LUIZARD HA CONCLUSO la stesura dell’opera alla fine del 2014. Prima, dunque, dell’arretramento subito da Daesh nei territori occupati di Iraq e Siria. Ma il suo lavoro non perde attualità né gli ultimi sviluppi ribaltano la visione proposta, perché il viaggio compiuto nel secolo scorso resta la colonna centrale dell’analisi: l’Isis – scrive l’autore – sovverte il Medio Oriente e si presenta come «effetto diretto di un ritorno brutale, e tuttavia prevedibile, della Storia».
Nel terzo capitolo, Luizard scava nelle radici del confessionalismo, a partire dal 1920 e dagli interessi personalistici britannici che ampliano le divisioni settarie in Iraq come la Francia lo fa nei neonati Siria e Libano. La risposta al colonialismo europeo è la nascita – all’interno delle società divise, dei clan e delle tribù artificialmente separate da confini tracciati con la penna – di movimenti vicini all’ideologia socialista: il baathismo è frutto del tentativo di conservare un’unità evaporata e il prodotto diretto dell’esodo rurale. I contadini senza terra si spostano nei centri urbani (a Baghdad nel quartiere di Sadr City), diventano operai e ridefiniscono nelle città i millenari legami di tribù e di sangue. E qua sta l’altra forza dell’opera: l’analisi socio-economica che si accompagna a quella tribale e confessionale.

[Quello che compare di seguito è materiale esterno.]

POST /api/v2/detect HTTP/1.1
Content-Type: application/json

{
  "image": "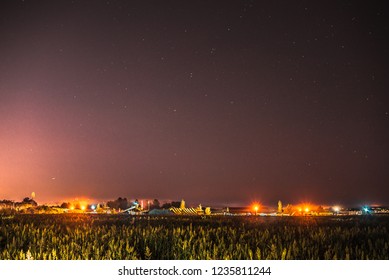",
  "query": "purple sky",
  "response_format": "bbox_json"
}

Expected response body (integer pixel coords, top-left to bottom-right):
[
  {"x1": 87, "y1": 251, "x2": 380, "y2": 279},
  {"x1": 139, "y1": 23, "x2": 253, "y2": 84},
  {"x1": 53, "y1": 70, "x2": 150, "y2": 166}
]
[{"x1": 0, "y1": 0, "x2": 389, "y2": 205}]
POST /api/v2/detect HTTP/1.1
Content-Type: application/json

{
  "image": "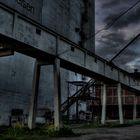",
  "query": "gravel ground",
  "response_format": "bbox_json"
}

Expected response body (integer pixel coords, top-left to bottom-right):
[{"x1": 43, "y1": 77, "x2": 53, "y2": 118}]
[{"x1": 47, "y1": 125, "x2": 140, "y2": 140}]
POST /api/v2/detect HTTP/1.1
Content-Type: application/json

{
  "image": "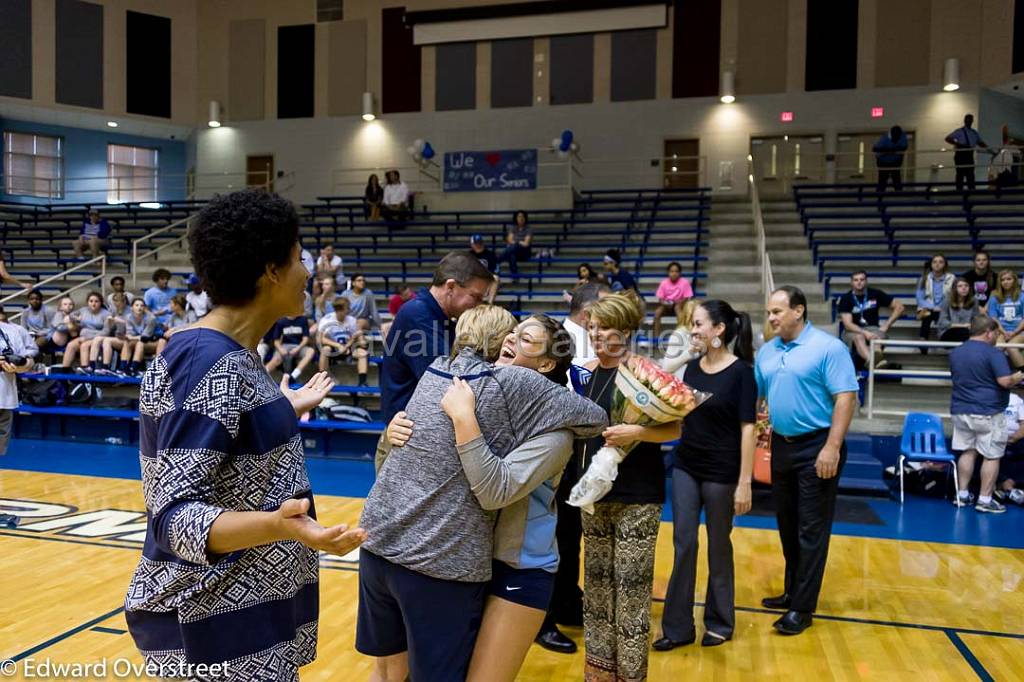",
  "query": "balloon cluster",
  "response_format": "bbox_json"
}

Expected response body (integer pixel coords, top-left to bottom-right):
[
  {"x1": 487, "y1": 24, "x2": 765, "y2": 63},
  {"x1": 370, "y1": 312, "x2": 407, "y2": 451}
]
[
  {"x1": 406, "y1": 138, "x2": 437, "y2": 163},
  {"x1": 551, "y1": 129, "x2": 580, "y2": 159}
]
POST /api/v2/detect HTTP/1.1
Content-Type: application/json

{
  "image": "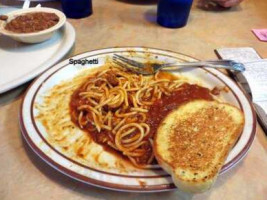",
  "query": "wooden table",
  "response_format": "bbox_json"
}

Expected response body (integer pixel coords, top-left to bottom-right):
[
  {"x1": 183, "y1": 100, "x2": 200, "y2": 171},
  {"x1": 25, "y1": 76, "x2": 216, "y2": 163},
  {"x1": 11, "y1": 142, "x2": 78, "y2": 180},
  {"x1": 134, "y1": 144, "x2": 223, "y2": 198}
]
[{"x1": 0, "y1": 0, "x2": 267, "y2": 200}]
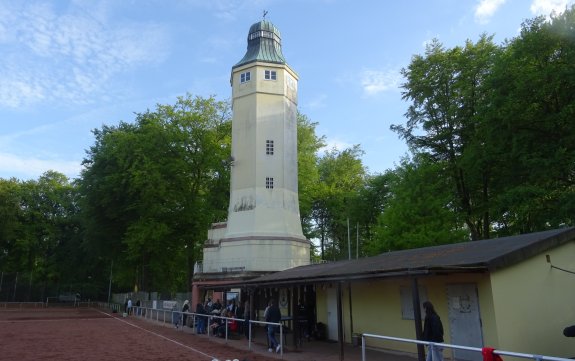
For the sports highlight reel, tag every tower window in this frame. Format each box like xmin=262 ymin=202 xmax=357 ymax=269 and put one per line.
xmin=240 ymin=71 xmax=252 ymax=83
xmin=264 ymin=70 xmax=277 ymax=80
xmin=266 ymin=140 xmax=274 ymax=155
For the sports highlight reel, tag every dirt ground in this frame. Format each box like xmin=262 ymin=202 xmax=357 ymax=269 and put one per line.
xmin=0 ymin=308 xmax=279 ymax=361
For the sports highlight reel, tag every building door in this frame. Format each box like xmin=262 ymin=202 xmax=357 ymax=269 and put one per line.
xmin=327 ymin=288 xmax=337 ymax=341
xmin=444 ymin=283 xmax=483 ymax=361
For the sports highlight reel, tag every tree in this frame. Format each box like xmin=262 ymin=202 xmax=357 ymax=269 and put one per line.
xmin=488 ymin=6 xmax=575 ymax=235
xmin=365 ymin=155 xmax=469 ymax=255
xmin=312 ymin=145 xmax=365 ymax=259
xmin=391 ymin=35 xmax=500 ymax=240
xmin=80 ymin=95 xmax=231 ymax=292
xmin=297 ymin=113 xmax=325 ymax=243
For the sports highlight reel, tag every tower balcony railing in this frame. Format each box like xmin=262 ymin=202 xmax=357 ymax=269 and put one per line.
xmin=194 ymin=258 xmax=328 ymax=274
xmin=194 ymin=257 xmax=309 ymax=274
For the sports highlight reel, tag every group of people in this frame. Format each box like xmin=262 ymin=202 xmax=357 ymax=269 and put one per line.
xmin=196 ymin=298 xmax=249 ymax=337
xmin=168 ymin=298 xmax=446 ymax=361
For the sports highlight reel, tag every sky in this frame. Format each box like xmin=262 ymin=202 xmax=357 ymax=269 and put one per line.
xmin=0 ymin=0 xmax=574 ymax=180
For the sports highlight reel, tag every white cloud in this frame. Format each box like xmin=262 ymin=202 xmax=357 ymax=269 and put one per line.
xmin=360 ymin=70 xmax=401 ymax=95
xmin=529 ymin=0 xmax=573 ymax=16
xmin=319 ymin=139 xmax=353 ymax=154
xmin=0 ymin=2 xmax=168 ymax=108
xmin=475 ymin=0 xmax=506 ymax=24
xmin=0 ymin=153 xmax=82 ymax=179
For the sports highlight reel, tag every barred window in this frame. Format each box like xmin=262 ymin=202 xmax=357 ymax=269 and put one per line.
xmin=264 ymin=70 xmax=277 ymax=80
xmin=266 ymin=140 xmax=274 ymax=155
xmin=240 ymin=71 xmax=251 ymax=83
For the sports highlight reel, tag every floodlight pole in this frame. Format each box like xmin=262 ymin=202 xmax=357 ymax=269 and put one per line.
xmin=108 ymin=260 xmax=114 ymax=303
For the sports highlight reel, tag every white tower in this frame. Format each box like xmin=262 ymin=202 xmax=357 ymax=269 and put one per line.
xmin=203 ymin=20 xmax=310 ymax=273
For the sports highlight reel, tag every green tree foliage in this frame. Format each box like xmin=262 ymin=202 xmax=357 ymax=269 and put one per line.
xmin=80 ymin=95 xmax=230 ymax=292
xmin=486 ymin=6 xmax=575 ymax=235
xmin=392 ymin=6 xmax=575 ymax=241
xmin=0 ymin=171 xmax=82 ymax=299
xmin=365 ymin=155 xmax=468 ymax=255
xmin=297 ymin=113 xmax=325 ymax=243
xmin=392 ymin=35 xmax=500 ymax=240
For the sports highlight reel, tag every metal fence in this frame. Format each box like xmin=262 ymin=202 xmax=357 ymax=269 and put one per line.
xmin=361 ymin=333 xmax=573 ymax=361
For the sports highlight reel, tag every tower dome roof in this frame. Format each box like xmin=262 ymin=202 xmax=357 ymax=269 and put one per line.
xmin=232 ymin=20 xmax=286 ymax=69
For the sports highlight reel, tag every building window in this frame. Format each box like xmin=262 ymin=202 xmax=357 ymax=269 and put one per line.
xmin=240 ymin=71 xmax=251 ymax=83
xmin=264 ymin=70 xmax=277 ymax=80
xmin=266 ymin=140 xmax=274 ymax=155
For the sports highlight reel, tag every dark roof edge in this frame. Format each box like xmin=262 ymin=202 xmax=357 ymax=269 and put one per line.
xmin=487 ymin=227 xmax=575 ymax=272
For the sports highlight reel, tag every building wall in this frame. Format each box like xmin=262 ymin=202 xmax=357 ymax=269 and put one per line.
xmin=316 ymin=273 xmax=497 ymax=356
xmin=491 ymin=242 xmax=575 ymax=357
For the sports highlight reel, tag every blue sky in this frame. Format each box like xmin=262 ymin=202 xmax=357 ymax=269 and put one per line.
xmin=0 ymin=0 xmax=573 ymax=180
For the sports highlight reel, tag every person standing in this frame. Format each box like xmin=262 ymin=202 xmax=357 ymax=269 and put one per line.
xmin=126 ymin=297 xmax=132 ymax=316
xmin=423 ymin=301 xmax=443 ymax=361
xmin=182 ymin=300 xmax=190 ymax=327
xmin=265 ymin=299 xmax=282 ymax=353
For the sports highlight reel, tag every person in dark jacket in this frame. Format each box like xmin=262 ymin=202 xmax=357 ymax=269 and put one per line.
xmin=196 ymin=302 xmax=208 ymax=334
xmin=264 ymin=299 xmax=282 ymax=353
xmin=423 ymin=301 xmax=443 ymax=361
xmin=182 ymin=300 xmax=190 ymax=327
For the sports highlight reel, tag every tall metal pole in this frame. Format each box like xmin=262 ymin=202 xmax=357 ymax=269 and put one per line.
xmin=12 ymin=272 xmax=18 ymax=301
xmin=108 ymin=260 xmax=114 ymax=303
xmin=355 ymin=222 xmax=359 ymax=259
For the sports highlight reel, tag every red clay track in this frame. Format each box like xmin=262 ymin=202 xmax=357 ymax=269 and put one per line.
xmin=0 ymin=308 xmax=278 ymax=361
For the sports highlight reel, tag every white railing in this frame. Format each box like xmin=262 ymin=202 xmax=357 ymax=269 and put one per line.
xmin=361 ymin=333 xmax=573 ymax=361
xmin=132 ymin=306 xmax=284 ymax=358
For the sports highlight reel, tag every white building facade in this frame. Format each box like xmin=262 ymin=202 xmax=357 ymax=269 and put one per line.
xmin=201 ymin=20 xmax=310 ymax=274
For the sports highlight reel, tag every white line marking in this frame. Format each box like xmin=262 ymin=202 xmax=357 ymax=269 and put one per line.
xmin=98 ymin=310 xmax=217 ymax=361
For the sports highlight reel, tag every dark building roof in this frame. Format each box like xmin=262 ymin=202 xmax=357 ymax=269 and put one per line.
xmin=243 ymin=227 xmax=575 ymax=286
xmin=232 ymin=20 xmax=286 ymax=69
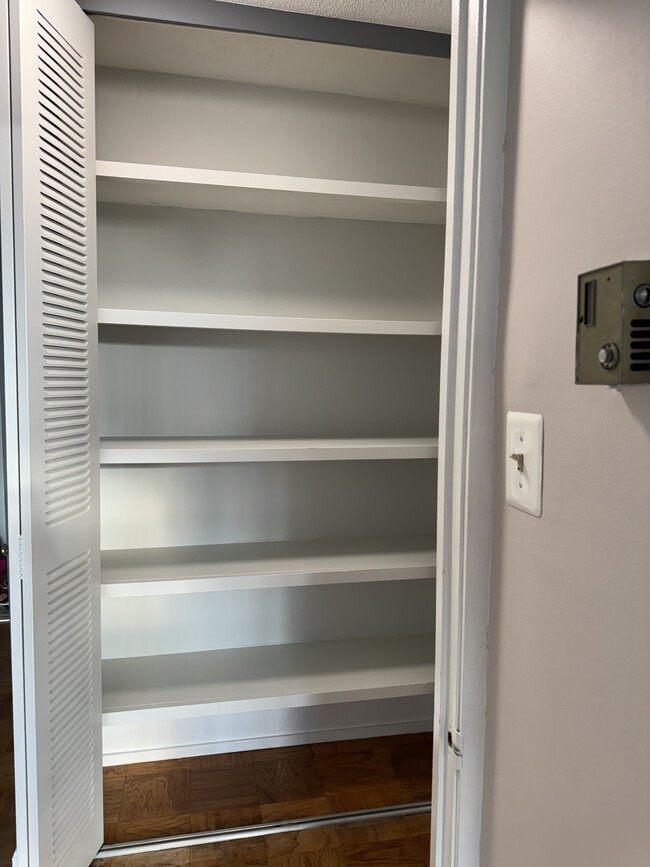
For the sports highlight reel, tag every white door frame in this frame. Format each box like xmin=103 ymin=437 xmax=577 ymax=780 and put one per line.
xmin=431 ymin=0 xmax=510 ymax=867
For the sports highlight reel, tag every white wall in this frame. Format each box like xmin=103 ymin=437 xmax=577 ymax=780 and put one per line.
xmin=220 ymin=0 xmax=451 ymax=33
xmin=482 ymin=0 xmax=650 ymax=867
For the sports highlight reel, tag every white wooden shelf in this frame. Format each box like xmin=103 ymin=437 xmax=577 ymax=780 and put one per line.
xmin=99 ymin=437 xmax=438 ymax=465
xmin=102 ymin=537 xmax=436 ymax=598
xmin=102 ymin=633 xmax=434 ymax=725
xmin=97 ymin=160 xmax=446 ymax=224
xmin=98 ymin=307 xmax=442 ymax=336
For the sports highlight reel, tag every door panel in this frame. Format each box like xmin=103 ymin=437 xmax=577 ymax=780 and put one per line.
xmin=3 ymin=0 xmax=103 ymax=867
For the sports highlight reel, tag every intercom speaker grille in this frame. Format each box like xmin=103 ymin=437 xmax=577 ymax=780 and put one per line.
xmin=630 ymin=318 xmax=650 ymax=371
xmin=37 ymin=13 xmax=92 ymax=525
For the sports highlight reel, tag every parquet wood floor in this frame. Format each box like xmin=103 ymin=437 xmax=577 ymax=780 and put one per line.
xmin=93 ymin=813 xmax=431 ymax=867
xmin=104 ymin=733 xmax=432 ymax=843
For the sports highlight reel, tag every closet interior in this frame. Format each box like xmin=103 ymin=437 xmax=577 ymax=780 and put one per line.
xmin=94 ymin=17 xmax=449 ymax=765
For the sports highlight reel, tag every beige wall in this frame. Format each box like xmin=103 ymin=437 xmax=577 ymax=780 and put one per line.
xmin=482 ymin=0 xmax=650 ymax=867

FINO AD ARRIVARE alla fine del secolo scorso e all’inizio dell’attuale: da una parte sta l’Iraq soffocato dall’embargo e disintegrato dall’invasione Usa del 2003 e la caduta di Saddam («L’ultimo simulacro del sistema politico fondato dai britannici nel 1920»); dall’altra la Siria, mosaico di etnie e confessioni sparpagliate in tutto il territorio che Assad tenta di ricomporre coinvolgendo la borghesia e la leadership religiosa sunnita.

IN TALE CONTESTO l’avvento dell’Isis appare inevitabile come la trappola che rappresenta per gli Stati della regione. Non solo Damasco e Baghdad: l’autore esplora con attenzione le strette connessioni che uniscono i paesi che un ruolo decisivo hanno nella guerra regionale, dalla Turchia sostenitrice delle milizie sunnite e ora «contaminata» dal terrorismo alla Giordania ossessionata dal contagio frontaliero, dal Libano del fragile equilibrio del confessionalismo politico che l’Isis punta a minare all’Arabia Saudita costretta ad affrontare gli spettri che pensava di soffocare via islamisti (questione sciita e sovversione salafita).

Ed ecco che, cuore del libro, emerge la novità conservatrice dello Stato Islamico, misto di universalismo e localismo, attraente utopia di fondazione di un’entità statuale in opposizione all’ideologia globale di al Qaeda. Daesh invischia gli adepti nel sogno di una terrorializzazione del potere, uno Stato transnazionale che fa immaginare un futuro di indipendenza. Ma è solo la sua ultima trappola.